LYRUS incorporates five sequence-based, six structure-based, and four dynamics-based features. Uniquely, LYRUS includes a newly-proposed sequence co-evolution feature called variation number. LYRUS was trained using a dataset that contains 4,363 protein structures corresponding to 22,639 SAVs from the ClinVar database.

The method is described in Jiaying Lai, Jordan Yang, Ece D Gamsiz Uzun, Brenda M Rubenstein, Indra Neil Sarkar, LYRUS: a machine learning model for predicting the pathogenicity of missense variants, Bioinformatics Advances, Volume 2, Issue 1, 2022, vbab045, https://doi.org/10.1093/bioadv/vbab045.

LYRUS is built on top of several existing Python libraries as well as other Software, and is tested using Python3.7.4

Required python packages

Python packages (most of which can be installed using pip) needed to run LYRUS include:

Required external packages

LYRUS also depends on the following external packages:

Install command line version for:

  1. Clustal Omega: http://www.clustal.org/omega/
  2. PAUP: http://phylosolutions.com/paup-test/

Install the following files and put it in the LYRUS directory:

  1. plmc-master: https://github.com/debbiemarkslab/plmc
  2. FoldX: http://foldxsuite.crg.eu
  3. FreeSASA: https://freesasa.github.io
  4. MAESTRO: https://pbwww.services.came.sbg.ac.at/?page_id=477
  5. P2Rank: https://github.com/rdk/p2rank

Running Instructions

Clone this repository and run the following command within the downloaded directory, with python version 3.7.4 or higher.

import os
from LYRUS.lyrusClass import lyrusClass, lyrusPredict

gene = 'A1BG'
uniprot = 'P04217'
currDir = os.getcwd()
outputDir = '{}/test'.format(currDir)
try:
    os.mkdir(outputDir)
except:
    print('Output directory already exist')

#load model
lyrusModel = lyrusClass(gene, uniprot, outputDir, savFile=None)

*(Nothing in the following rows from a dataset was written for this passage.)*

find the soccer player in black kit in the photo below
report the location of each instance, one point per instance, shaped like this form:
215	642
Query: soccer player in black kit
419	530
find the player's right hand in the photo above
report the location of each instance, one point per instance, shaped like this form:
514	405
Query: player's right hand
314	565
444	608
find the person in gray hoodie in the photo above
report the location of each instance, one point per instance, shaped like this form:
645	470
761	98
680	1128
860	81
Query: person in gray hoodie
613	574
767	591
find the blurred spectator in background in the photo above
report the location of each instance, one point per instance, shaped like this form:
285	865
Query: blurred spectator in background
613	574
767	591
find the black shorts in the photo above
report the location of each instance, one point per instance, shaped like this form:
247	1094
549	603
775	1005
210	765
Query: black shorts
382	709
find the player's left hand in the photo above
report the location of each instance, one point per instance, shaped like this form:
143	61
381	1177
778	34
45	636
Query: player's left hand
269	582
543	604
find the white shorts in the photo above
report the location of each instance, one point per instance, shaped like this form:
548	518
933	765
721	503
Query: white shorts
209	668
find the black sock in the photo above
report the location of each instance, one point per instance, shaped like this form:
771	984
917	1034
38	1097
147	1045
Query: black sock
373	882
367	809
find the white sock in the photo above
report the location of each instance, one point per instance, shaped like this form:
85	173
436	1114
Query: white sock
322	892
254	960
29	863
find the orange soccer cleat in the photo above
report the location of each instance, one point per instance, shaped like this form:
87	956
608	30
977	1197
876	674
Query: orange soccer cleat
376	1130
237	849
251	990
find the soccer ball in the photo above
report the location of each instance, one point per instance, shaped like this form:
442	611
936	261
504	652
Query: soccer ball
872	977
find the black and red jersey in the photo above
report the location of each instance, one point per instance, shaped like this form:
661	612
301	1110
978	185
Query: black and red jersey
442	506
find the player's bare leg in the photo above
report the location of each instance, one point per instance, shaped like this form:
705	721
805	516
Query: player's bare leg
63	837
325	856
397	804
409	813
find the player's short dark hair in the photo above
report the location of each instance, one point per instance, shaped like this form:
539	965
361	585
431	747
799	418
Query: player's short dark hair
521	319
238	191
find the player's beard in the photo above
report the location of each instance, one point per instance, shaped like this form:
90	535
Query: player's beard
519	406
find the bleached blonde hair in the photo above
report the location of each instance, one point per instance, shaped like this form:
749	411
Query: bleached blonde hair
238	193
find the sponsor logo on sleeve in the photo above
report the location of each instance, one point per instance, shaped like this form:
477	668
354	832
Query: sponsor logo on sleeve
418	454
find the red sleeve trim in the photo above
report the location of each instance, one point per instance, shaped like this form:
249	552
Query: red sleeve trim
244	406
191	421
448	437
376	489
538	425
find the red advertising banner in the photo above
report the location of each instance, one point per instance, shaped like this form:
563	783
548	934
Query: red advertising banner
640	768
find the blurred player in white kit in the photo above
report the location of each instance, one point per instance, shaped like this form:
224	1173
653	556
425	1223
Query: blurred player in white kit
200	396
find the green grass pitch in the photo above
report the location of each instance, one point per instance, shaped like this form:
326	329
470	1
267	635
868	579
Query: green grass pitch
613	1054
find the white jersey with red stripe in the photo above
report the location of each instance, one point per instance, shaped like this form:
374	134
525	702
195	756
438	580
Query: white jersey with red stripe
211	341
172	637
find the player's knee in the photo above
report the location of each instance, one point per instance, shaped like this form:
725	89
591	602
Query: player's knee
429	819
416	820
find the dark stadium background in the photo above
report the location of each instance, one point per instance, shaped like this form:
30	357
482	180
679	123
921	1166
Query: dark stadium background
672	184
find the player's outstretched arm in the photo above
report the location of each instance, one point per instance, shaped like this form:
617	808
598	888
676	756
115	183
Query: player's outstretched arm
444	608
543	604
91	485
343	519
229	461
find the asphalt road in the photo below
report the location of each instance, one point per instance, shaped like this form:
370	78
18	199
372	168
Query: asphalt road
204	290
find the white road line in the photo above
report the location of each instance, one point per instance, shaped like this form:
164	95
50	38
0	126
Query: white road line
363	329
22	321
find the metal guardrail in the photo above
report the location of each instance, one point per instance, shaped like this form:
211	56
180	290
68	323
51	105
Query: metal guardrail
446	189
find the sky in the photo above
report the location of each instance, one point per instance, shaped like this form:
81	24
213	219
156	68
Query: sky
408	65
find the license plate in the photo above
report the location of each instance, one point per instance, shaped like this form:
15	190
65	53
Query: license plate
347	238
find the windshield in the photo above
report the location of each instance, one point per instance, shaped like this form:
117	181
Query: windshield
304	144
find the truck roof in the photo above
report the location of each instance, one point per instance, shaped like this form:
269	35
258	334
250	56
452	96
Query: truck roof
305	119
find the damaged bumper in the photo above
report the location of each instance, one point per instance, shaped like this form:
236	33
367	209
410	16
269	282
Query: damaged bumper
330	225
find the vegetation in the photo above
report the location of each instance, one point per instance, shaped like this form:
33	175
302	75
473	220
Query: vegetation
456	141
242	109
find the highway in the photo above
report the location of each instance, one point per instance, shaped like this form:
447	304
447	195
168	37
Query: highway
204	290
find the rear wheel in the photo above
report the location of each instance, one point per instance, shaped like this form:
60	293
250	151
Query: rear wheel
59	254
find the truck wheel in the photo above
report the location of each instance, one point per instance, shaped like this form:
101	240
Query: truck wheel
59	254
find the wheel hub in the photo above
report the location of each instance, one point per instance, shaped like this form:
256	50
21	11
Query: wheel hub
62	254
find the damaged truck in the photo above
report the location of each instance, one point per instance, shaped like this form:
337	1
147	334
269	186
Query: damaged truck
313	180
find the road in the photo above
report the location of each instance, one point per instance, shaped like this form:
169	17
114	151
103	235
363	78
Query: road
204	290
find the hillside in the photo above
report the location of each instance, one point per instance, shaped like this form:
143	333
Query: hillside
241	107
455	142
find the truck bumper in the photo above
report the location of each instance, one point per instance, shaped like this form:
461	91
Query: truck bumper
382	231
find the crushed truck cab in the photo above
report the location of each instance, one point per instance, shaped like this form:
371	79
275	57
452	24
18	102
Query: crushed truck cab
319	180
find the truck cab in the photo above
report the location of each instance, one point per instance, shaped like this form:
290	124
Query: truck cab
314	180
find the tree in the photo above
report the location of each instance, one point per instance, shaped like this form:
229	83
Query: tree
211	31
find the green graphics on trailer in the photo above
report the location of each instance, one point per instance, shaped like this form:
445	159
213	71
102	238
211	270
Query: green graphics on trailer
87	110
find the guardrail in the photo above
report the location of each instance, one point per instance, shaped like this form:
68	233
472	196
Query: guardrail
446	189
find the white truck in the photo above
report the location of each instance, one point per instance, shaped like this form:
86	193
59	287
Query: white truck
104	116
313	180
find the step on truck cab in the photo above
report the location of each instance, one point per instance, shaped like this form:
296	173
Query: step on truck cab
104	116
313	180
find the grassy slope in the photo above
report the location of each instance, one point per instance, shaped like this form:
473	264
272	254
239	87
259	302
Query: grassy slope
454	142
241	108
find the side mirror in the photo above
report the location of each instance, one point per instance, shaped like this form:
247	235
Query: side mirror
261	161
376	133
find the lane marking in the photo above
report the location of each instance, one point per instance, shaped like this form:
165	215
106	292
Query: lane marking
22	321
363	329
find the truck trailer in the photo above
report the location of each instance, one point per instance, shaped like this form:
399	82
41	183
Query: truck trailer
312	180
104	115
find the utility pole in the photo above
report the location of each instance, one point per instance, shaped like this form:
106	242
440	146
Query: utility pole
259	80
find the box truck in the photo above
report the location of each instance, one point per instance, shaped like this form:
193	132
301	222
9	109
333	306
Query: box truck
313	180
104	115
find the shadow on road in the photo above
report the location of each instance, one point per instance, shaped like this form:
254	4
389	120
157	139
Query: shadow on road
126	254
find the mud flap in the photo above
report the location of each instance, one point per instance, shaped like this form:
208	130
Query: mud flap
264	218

#download orthologs from NCBI
lyrusModel.getFasta()

#download PDB from SWISS-MODEL
lyrusModel.getPDB()

#calculate all the parameters except for fathmm
lyrusModel.getParameters(maestroDir='MAESTRO_OSX_x64',p2rankDir='p2rank_2.2')

The fathmmFile should contain the output from FATHMM. To get the FATHMM output, go to http://fathmm.biocompute.org.uk/inherited.html and run using the fathmmInput.txt available in the output directory.

fathmmFile = 'test/fathmm.txt'

#calculate lyrus probability
lyrusPredict(gene, fathmmFile, outputDir, uniprot)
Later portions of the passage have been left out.